2019 Computer History Museum Prize
Winner:
Jaroslav Švelch, Gaming the Iron Curtain How Teenagers and Amateurs in Communist Czechoslovakia Claimed the Medium of Computer Games (MIT Press, 2018).
Prize Citation:
Jaroslav Švelch’s Gaming the Iron Curtain makes an important and fascinating intervention into the history of computing, challenging many basic categories in the field. The history of computing has long privileged the United States and Western Europe. Particularly during the Cold War, these regions have been treated as the primary sources of innovation and novelty, in contrast with the presumed computing backwaters of Soviet Bloc nations and the developing world. Gaming the Iron Curtain challenges this view, showing that computer users and developers in communist Czechoslovakia demonstrated considerable innovation despite and even because of their limited access to Western technology. They developed novel computers and games, creatively modified and built upon pirated code, and built hardware gaming interfaces from available materials. They also alternately utilized (“gamed”) the resources and practices of a centralized state, and critiqued the politics of that state. The book reveals the movement of technology across national borders and through an Iron Curtain that many have assumed to be impenetrable, making a significant contribution to the understanding of computing as a transnational activity. It highlights the distinctive ways in which gaming culture evolved in an environment that was not dominated by mass produced commercial technology and magazines. The book represents an impressive feat of empirical research, based on oral histories and previously unused archival sources.

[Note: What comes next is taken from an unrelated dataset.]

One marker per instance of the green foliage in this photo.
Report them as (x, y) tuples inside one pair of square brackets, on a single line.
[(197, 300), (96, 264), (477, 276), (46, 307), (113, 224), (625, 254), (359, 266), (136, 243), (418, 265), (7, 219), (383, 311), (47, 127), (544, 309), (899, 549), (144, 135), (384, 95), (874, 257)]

Finally, the book is beautifully written, providing a great deal of historical and theoretical framing while maintaining a lively and engaging narrative.
About the CHM Prize:
The Computer History Museum Prize is awarded to the author of an outstanding book in the history of computing broadly conceived, published during the prior three years. The prize of $1,000 is awarded by SIGCIS, the Special Interest Group for Computers, Information and Society. SIGCIS is part of the Society for the History of Technology. In 2012 the prize was endowed in perpetuity through a generous bequest from the estate of Paul Baran, a legendary computer innovator and entrepreneur best known for his work to develop and promote the packet switching approach on which modern networks are built. Baran was a longtime supporter of work on the history of information technology and named the prize to celebrate the contributions of the Computer History Museum to that field.